No code changes, just tweaked packaging and added COPYING.txt.

v0.14.0

  • Breaking change! All functions from nacl.util have been removed. These functions are no longer available:

    nacl.util.decodeUTF8
    nacl.util.encodeUTF8
    nacl.util.decodeBase64
    nacl.util.encodeBase64

    If want to continue using them, you can include https://github.com/dchest/tweetnacl-util-js package:

    <script src="nacl.min.js"></script>
    <script src="nacl-util.min.js"></script>

    or

    var nacl = require('tweetnacl');
    nacl.util = require('tweetnacl-util');

    However it is recommended to use better packages that have wider compatibility and better performance. Functions from nacl.util were never intended to be robust solution for string conversion and were included for convenience: cryptography library is not the right place for them.

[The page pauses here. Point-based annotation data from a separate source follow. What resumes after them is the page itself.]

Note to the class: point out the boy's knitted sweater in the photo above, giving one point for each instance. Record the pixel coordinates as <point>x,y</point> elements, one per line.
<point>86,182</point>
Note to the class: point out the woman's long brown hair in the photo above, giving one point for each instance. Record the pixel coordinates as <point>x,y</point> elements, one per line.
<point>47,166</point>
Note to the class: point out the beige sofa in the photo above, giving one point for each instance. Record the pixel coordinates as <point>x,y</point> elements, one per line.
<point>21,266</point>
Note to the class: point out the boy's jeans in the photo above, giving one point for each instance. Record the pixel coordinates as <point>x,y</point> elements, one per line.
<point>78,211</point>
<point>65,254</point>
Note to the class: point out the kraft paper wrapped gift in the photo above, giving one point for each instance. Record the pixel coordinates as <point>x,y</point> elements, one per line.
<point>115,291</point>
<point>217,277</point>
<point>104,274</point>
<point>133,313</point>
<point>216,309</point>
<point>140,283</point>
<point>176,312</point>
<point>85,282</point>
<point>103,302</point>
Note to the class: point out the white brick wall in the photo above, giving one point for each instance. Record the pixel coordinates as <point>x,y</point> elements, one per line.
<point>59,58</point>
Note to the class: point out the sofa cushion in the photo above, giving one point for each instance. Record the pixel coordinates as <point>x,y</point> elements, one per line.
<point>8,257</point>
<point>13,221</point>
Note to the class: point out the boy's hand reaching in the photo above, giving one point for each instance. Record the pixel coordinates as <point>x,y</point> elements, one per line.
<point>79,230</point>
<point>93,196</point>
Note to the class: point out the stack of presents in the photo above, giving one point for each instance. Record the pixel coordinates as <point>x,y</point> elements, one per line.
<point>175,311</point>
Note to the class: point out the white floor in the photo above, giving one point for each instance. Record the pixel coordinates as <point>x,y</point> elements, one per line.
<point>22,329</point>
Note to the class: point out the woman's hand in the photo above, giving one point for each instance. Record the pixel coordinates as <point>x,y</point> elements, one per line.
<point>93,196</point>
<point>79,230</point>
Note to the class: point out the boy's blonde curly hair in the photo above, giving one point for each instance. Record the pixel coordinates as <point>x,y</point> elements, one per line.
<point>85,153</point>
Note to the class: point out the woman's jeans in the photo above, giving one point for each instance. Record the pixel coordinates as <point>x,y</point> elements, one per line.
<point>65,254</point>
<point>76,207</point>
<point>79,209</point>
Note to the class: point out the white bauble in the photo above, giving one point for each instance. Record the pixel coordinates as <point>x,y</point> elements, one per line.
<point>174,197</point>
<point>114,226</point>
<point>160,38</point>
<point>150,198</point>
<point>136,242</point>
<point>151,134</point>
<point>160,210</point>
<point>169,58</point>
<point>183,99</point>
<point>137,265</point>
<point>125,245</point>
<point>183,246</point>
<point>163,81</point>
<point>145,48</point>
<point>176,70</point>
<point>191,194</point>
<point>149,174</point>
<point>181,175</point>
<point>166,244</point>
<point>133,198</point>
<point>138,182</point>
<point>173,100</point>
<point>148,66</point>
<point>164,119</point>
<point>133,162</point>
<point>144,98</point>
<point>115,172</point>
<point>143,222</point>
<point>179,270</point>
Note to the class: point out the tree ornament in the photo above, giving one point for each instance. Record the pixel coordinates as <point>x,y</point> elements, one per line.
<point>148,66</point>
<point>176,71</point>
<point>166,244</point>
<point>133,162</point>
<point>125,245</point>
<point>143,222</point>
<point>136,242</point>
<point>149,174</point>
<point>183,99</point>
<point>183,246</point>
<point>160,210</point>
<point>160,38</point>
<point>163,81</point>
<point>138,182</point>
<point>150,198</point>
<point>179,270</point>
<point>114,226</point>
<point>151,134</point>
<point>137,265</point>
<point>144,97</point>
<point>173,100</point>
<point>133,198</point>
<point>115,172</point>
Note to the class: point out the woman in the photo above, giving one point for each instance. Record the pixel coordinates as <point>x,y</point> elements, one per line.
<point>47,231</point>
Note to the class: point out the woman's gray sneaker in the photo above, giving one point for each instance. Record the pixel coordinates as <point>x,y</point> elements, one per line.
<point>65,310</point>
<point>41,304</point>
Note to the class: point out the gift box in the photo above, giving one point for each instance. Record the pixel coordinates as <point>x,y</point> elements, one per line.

    Currently calling these functions will throw error pointing to tweetnacl-util-js (in the next version this error message will be removed).

  • Improved detection of available random number generators, making it possible to use nacl.randomBytes and related functions in Web Workers without changes.

  • Changes to testing (see README).

v0.13.3

No code changes.

  • Reverted license field in package.json to "Public domain".

  • Fixed typo in README.

v0.13.2

  • Fixed undefined variable bug in fast version of Poly1305. No worries, this bug was never triggered.

  • Specified CC0 public domain dedication.

  • Updated development dependencies.

v0.13.1

  • Exclude crypto and buffer modules from browserify builds.

v0.13.0

  • Made nacl-fast the default version in NPM package. Now require("tweetnacl") will use fast version; to get the original version, use require("tweetnacl/nacl.js").

  • Cleanup temporary array after generating random bytes.

v0.12.2

  • Improved performance of curve operations, making nacl.scalarMult, nacl.box, nacl.sign and related functions up to 3x faster in nacl-fast version.

v0.12.1

  • Significantly improved performance of Salsa20 (~1.5x faster) and Poly1305 (~3.5x faster) in nacl-fast version.

v0.12.0

  • Instead of using the given secret key directly, TweetNaCl.js now copies it to a new array in nacl.box.keyPair.fromSecretKey and nacl.sign.keyPair.fromSecretKey.

v0.11.2

  • Added new constant: nacl.sign.seedLength.

v0.11.1

  • Even faster hash for both short and long inputs (in nacl-fast).

v0.11.0

  • Implement nacl.sign.keyPair.fromSeed to enable creation of sign key pairs deterministically from a 32-byte seed. (It behaves like libsodium's crypto_sign_seed_keypair: the seed becomes a secret part of the secret key.)

  • Fast version now has an improved hash implementation that is 2x-5x faster.

  • Fixed benchmarks, which may have produced incorrect measurements.

v0.10.1

  • Exported undocumented nacl.lowlevel.crypto_core_hsalsa20.

v0.10.0

  • Signature API breaking change! nacl.sign and nacl.sign.open now deal with signed messages, and new nacl.sign.detached and nacl.sign.detached.verify are available.

    Previously, nacl.sign returned a signature, and nacl.sign.open accepted a message and "detached" signature. This was unlike NaCl's API, which dealt with signed messages (concatenation of signature and message).

    The new API is:

    nacl.sign(message, secretKey) -> signedMessage
    nacl.sign.open(signedMessage, publicKey) -> message | null

    Since detached signatures are common, two new API functions were introduced:

    nacl.sign.detached(message, secretKey) -> signature
    nacl.sign.detached.verify(message, signature, publicKey) -> true | false

    (Note that it's verify, not open, and it returns a boolean value, unlike open, which returns an "unsigned" message.)

  • NPM package now comes without test directory to keep it small.

v0.9.2

  • Improved documentation.
  • Fast version: increased theoretical message size limit from 2^32-1 to 2^52 bytes in Poly1305 (and thus, secretbox and box). However this has no impact in practice since JavaScript arrays or ArrayBuffers are limited to 32-bit indexes, and most implementations won't allocate more than a gigabyte or so. (Obviously, there are no tests for the correctness of implementation.) Also, it's not recommended to use messages that large without splitting them into smaller packets anyway.